3.2 Different kinds of data

There are different kinds of data. Figure 3.1 shows some basic distinctions, represented in a conceptual hierarchy.

Hierarchy of different kinds of data relevant for 'data science'.

Figure 3.1: Hierarchy of different kinds of data relevant for ‘data science’.

It is easy but wrong to think that data always has to be information based on observations of the world. It is easy to think this because empirical data, i.e., data obtained from empirical observation, is the most common form of data (given that it is, arguably, most relevant for decision making and argument). But it is wrong to think this because we can just as well look at virtual data. For example, virtual data, which is of interest to a data analyst, could be data obtained from computer simulation studies, e.g., from, say, one billion runs of a multi-agent simulation intended to shed light on the nature of cooperative interaction. It makes sense to analyze such data with the same tools as data from an experiment. For instance, we might find out that some parameter constellations in the simulation run are (statistically) most conducive to producing cooperative behavior among our agents. Another example of virtual data is data generated as predictions of a model, which we can use to test whether that model is any good, in so-called model criticism.14 Finally, we should also include logically possible sample data in this list, because of its importance to central ideas of statistical inference (especially \(p\)-values, see Section 16). Logically possible sample data are those that were neither observed nor predicted by a model, but something that could have been observed hypothetically, something that it is merely logically possible to observe, even if it would almost never happen in reality or would not be predicted by any serious model.

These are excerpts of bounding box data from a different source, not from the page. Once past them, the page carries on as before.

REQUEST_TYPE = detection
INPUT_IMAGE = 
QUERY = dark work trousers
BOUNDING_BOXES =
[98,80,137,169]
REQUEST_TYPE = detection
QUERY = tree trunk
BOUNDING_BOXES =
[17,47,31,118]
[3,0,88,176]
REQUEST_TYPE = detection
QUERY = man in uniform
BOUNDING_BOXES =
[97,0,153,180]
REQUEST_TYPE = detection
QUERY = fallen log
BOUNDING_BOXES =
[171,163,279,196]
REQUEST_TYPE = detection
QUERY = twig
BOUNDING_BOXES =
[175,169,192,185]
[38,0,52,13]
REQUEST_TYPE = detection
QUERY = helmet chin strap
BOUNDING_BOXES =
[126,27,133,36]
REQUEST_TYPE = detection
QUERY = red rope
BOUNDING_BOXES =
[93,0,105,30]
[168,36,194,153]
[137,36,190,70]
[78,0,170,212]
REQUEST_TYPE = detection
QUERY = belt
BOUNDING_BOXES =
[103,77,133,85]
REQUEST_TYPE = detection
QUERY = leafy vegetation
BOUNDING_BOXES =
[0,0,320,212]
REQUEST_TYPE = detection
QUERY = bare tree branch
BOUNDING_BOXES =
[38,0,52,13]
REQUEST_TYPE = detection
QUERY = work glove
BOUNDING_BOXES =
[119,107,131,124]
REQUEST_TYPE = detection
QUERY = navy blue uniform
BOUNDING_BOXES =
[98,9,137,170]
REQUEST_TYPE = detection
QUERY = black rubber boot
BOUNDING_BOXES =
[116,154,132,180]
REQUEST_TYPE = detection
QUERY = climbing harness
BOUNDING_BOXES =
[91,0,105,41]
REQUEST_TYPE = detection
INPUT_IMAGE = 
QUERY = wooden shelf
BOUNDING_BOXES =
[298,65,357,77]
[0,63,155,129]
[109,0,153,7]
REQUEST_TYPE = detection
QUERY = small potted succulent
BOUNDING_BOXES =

The most frequent form of data, empirical data about the actual world, comes in two major variants. Observational data is data gathered by (passively) observing and recording what would have happened even if we had not been interested in it, so to speak. Examples of observational data are collections of socio-economic variables, like gender, education, income, number of children, etc. In contrast, experimental data is data recorded in a strict regime of manipulation-and-observation, i.e., a scientific experiment. Some pieces of information can only be recorded in an observational study (annual income), and others can only be obtained through experimentation (memory span). Both methods of data acquisition have their own pros and cons. Here are some of the more salient ones:

Table 3.1: Comparison of the pros and cons of observational data and experimental data.
observational experimental
ecologically valid possibly artificial
easy/easier to obtain hard/harder to obtain
correlation & causation hard to tease apart may yield information on causation vs. correlation

No matter what kind of data we have at hand, there are at least two prominent purposes for which data can be useful: explanation and prediction. Though related, it is useful to keep these purposes cleanly apart. Data analysis for explanation uses the data to better understand the source of the data (the world, a computer simulation, a model, etc.). Data analysis for prediction tries to extract regularities from the data gathered so far to make predictions (as accurately as possible) about future or hitherto unobserved data.


  1. We will later speak of prior/posterior predictions for this kind of data. Other applicable terms are repeat data or sometimes fake data.↩︎